New Mexico Dream Team: Dreams on Wheels
A program led by undocumented youth for undocumented youth that advocates for Deferred Action for Childhood Arrivals (DACA) and other immigrant rights.Participants
- Prospective college students with undocumented legal status
- Families of undocumented youth
- Immigration lawyers who provided free legal assistance
Desired Outcomes?
To provide undocumented Americans in rural towns with the opportunity to apply for DACA for free and to educate undocumented Americans about their rights.
How Dreams on Wheels Builds Relationships
Dreams on Wheel attempts to build bridges among rural and urban communities in New Mexico that connect resources and opportunities for self-empowerment for immigrant youth and their families. By providing access to legal services and free DACA clinics, Dreams on Wheels provides spaces where individuals can talk about their experiences, their struggles, and the needs of their own communities. Dreams on wheels takes an advocacy approach by providing tools and opportunities for true engagement and encouraging local communities to lead their own advocacy efforts.
Costs
- Transportation: $3,000 per year for gas, depending on the location of rural towns visited
- DACA applications: $465 per application, paid by families
Time Resources
The time Dreams on Wheels spends within each rural community depends on the community’s context.
Other Resources
- Office supplies
- Paper for flyers
Partners
- United We Dream
- Santa Fe Dreamers Project
- New Mexico Dreamers in Action (NMDIA)
- El Centro de La Raza
- ENLACE
- Listo New Mexico
- Soy Mariachi
- Bobby Villegas
- New Mexico Immigrant Law Center
Our Story: "Why not let the people affected by problems have a seat at the table?"
Dreams on Wheels adapts its provision of DACA services to each town’s context. Factors such as proximity to border patrol checkpoints, racism, and fear impede Dreams on Wheels’s services. Towns’ political leanings influence the extent to which Dreams on Wheels can interact with communities. Dreams on Wheels efforts are complicated by mistrust that comes from a heavily politicized situation. Because of the vulnerability of the undocumented population, Dreams on Wheels rarely engages in large-scale community events. Instead, Dreams on Wheels organizers often find a location free of charge, such as a church or a school, to set up a table with information about their services. A first step to building a relationship with a new community might even be the simple question, “Can we leave flyers here?” In this way, Dreams on Wheels gives people in the towns they visit the choice to visit advocates on their own terms.
Building trust with people of undocumented status takes more than providing information. To establish trust, Dreams on Wheels advocates prioritize listening to the voices of the communities they reach out to. Even so, families sometimes send a friend who is a documented American to investigate whether Dreams on Wheels seems trustworthy. When families do come to Dreams on Wheels with a request or a problem, advocates respond first with the question, “What can we do for you?” After all, communities are their own experts. Organizer Estefany Gonzalez also notes that letting undocumented community members “get to know us” and “see how we are similar” heightens the sense of solidarity between them and Dreams on Wheels workers.
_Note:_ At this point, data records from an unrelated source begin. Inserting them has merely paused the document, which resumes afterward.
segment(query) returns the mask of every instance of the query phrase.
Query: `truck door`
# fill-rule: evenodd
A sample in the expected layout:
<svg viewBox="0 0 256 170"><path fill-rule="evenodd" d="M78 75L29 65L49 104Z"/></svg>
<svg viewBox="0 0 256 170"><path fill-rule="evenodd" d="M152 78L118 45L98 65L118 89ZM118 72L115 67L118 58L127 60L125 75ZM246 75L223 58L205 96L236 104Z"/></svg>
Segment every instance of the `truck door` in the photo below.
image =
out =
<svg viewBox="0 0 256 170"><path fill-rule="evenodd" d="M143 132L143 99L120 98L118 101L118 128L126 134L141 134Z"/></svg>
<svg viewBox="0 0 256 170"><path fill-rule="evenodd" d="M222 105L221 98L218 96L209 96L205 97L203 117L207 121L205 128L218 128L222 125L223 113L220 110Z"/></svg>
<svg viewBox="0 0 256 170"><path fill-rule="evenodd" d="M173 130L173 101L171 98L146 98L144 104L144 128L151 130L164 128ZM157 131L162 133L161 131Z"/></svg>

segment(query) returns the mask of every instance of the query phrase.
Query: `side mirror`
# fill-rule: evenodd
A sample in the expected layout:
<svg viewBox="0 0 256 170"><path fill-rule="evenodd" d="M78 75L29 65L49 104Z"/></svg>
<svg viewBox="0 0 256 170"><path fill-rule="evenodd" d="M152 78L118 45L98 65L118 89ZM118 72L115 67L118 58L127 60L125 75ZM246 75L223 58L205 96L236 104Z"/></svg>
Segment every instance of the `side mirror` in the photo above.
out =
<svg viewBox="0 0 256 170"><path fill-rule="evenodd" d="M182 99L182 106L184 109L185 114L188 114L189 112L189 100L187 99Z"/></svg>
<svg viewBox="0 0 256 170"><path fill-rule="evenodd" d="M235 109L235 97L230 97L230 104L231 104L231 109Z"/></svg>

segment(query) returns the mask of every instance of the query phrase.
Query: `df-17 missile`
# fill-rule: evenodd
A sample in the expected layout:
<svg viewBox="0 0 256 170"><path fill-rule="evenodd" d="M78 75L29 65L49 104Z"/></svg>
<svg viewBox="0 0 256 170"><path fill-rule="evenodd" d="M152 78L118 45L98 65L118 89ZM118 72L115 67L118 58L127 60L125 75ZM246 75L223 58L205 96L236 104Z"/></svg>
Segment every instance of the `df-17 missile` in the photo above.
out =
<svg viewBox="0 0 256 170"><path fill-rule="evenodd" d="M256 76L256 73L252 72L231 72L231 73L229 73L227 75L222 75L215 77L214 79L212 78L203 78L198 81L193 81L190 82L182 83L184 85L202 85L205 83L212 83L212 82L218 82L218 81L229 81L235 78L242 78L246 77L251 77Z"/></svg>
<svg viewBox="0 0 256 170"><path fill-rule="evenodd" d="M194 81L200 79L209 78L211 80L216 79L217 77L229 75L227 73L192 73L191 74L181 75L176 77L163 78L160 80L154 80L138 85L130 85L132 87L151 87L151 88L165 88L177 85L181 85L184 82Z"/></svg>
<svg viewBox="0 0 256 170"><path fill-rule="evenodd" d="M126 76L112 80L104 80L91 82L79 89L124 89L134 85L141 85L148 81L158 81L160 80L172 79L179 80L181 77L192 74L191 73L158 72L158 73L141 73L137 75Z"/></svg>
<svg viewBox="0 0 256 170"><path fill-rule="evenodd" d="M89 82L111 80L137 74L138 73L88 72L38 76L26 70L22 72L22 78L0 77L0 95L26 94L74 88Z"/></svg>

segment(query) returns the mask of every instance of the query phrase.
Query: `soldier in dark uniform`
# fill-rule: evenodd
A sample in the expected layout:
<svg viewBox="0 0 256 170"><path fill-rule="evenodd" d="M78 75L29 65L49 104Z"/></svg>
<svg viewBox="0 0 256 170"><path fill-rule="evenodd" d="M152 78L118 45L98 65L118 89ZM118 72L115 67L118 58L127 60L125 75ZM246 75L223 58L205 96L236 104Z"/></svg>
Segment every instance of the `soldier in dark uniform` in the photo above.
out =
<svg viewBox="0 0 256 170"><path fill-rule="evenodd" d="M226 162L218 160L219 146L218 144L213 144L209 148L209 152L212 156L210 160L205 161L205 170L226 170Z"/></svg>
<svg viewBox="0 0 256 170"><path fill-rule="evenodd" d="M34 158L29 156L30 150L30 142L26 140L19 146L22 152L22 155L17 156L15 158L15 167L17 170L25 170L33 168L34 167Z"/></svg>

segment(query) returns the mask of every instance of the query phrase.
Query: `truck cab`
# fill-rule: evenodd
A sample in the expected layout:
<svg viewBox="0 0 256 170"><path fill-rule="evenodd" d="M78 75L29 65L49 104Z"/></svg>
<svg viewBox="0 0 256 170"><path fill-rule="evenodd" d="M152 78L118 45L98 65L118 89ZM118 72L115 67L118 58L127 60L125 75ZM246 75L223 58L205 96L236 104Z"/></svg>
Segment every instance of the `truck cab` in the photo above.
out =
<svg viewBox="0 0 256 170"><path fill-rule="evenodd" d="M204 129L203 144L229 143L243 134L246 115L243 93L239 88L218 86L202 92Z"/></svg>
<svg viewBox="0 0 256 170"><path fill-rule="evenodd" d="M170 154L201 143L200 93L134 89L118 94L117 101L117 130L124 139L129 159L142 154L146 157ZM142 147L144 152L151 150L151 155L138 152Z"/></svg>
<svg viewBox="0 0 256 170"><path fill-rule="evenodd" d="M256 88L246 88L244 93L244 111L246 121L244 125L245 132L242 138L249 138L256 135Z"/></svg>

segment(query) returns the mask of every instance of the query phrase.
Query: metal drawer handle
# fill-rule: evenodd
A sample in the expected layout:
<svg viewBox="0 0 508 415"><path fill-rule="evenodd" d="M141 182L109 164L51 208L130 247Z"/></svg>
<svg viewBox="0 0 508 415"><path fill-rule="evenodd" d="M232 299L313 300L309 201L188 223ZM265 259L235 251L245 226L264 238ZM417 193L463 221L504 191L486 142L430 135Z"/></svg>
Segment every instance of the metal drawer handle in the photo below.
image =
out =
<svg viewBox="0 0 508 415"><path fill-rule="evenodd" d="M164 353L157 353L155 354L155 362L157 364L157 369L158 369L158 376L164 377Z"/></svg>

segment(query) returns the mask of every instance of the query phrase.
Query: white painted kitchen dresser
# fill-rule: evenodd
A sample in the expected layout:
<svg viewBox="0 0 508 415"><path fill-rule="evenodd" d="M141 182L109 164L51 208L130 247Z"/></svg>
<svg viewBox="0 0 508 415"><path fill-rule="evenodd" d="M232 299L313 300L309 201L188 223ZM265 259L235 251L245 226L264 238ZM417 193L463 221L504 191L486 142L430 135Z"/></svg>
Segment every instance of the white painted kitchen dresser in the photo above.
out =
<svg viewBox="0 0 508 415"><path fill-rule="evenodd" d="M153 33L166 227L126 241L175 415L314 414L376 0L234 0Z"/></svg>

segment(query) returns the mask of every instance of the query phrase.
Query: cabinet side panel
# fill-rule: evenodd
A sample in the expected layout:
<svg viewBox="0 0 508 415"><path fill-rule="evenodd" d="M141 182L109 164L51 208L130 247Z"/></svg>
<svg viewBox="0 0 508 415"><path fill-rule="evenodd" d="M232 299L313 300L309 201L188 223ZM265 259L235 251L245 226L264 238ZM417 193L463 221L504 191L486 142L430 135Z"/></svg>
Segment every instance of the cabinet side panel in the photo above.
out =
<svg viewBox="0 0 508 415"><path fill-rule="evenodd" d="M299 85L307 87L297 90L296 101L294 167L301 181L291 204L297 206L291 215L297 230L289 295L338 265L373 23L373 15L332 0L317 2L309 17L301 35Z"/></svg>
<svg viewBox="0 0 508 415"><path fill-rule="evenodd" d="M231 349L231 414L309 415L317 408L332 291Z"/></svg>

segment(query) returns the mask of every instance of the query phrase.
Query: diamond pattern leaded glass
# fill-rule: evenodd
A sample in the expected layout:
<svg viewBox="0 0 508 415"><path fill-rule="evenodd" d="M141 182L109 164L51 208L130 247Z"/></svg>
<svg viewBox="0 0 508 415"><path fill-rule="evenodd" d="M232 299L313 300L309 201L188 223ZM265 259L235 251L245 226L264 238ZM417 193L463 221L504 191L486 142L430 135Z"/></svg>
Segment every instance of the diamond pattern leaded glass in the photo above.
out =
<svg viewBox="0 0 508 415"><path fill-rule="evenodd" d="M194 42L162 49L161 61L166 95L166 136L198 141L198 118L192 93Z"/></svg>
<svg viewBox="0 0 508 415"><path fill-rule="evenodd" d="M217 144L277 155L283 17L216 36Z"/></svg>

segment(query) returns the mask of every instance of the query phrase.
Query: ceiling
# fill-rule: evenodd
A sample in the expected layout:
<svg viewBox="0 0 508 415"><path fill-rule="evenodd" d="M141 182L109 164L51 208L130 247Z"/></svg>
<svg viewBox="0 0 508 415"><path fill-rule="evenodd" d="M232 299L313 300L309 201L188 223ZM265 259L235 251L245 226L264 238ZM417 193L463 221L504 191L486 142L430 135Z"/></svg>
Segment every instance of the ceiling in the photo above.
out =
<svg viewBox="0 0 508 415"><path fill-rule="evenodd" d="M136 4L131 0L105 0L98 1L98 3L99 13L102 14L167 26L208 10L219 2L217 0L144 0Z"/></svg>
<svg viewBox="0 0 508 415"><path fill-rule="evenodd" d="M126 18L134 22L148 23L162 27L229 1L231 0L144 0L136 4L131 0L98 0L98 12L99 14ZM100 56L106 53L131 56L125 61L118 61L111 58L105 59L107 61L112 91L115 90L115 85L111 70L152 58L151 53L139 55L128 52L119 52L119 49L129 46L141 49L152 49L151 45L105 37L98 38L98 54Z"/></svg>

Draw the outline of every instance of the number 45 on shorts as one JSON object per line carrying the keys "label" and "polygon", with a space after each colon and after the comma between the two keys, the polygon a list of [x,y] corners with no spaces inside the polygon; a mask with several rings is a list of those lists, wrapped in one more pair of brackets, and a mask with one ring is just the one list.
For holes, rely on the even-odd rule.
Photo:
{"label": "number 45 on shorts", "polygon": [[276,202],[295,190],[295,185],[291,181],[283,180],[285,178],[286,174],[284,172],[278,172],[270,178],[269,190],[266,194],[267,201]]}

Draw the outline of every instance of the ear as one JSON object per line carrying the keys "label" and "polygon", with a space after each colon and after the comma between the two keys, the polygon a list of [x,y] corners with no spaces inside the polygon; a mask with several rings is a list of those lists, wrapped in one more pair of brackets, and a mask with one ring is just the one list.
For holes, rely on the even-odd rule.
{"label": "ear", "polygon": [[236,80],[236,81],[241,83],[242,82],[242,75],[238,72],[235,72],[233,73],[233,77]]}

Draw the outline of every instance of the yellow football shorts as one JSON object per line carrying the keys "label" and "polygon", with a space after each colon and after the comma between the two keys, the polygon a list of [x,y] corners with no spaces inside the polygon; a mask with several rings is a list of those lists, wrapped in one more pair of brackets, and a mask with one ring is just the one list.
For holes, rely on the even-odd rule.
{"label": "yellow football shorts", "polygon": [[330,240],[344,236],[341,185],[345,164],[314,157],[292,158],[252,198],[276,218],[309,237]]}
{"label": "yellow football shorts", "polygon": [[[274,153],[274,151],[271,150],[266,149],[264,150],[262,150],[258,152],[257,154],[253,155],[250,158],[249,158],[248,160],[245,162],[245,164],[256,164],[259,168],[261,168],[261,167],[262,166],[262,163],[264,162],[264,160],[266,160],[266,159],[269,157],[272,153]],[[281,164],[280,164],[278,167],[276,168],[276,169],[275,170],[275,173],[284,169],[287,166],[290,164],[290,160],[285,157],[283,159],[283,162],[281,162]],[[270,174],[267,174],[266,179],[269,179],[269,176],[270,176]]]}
Many Dreams on Wheels representatives are also undocumented Americans from rural towns who qualify for DACA and therefore have an acute understanding of the challenges facing the undocumented community.
Dreams on Wheels values fostering trust with both community members and with other advocacy organizations. All NMDT members who attend Dreams on Wheels clinics receive training from immigration attorneys at Santa Fe Dreamers Project and the New Mexico Immigrant Law Center. Dreams on Wheels also tries to coordinate with local advocacy groups so as not to offer services already available in a town through local groups. Estefany maintains that “when we form partnerships, that’s how we can learn and grow.”
When we form partnerships, that’s how we can learn and grow.
Currently, the New Mexico Dream Team has five chapters around the state, at two colleges and three high schools. Most of the chapters are in central New Mexico, around Albuquerque, but one is in Southern New Mexico, in Anthony. The Dream Team also offers educational workshops for teachers who have students with undocumented status.
Benefits
Dreams on Wheels allows students with undocumented status to apply for DACA without cost. By reaching out to rural areas that don’t have easy access to legal and informational resources, Dreams on Wheels allows people to circumvent high legal fees. Listening to and validating the voices of undocumented youth and their families empowers them to advocate for change in their communities.
Things to Remember
- Remember to put the needs and voices of those affected by the problem you wish to solve first.
- Engage with the community and modify your programs based on the local context of the community, but let the community members lead their own activism.
- Share resources with your community and your partners.
- Ask yourself the question, “what am I really doing here?” to maintain the roots of your motivation to serve.
- Talk about race and racism—you cannot talk about immigration in America without the context of race.
- Take time to heal yourself from the pain and difficulty of your work.
Challenges
Dreams on Wheels advocates often encounter low trust from the communities they visit. People fear risking their livelihoods. Finding funding for transportation to and from rural towns, office supplies, and other materials can also be a challenge. The Dream Team’s partnership with the 501(c)(3), United we Dream, helps the Dream Team acquire some of these resources.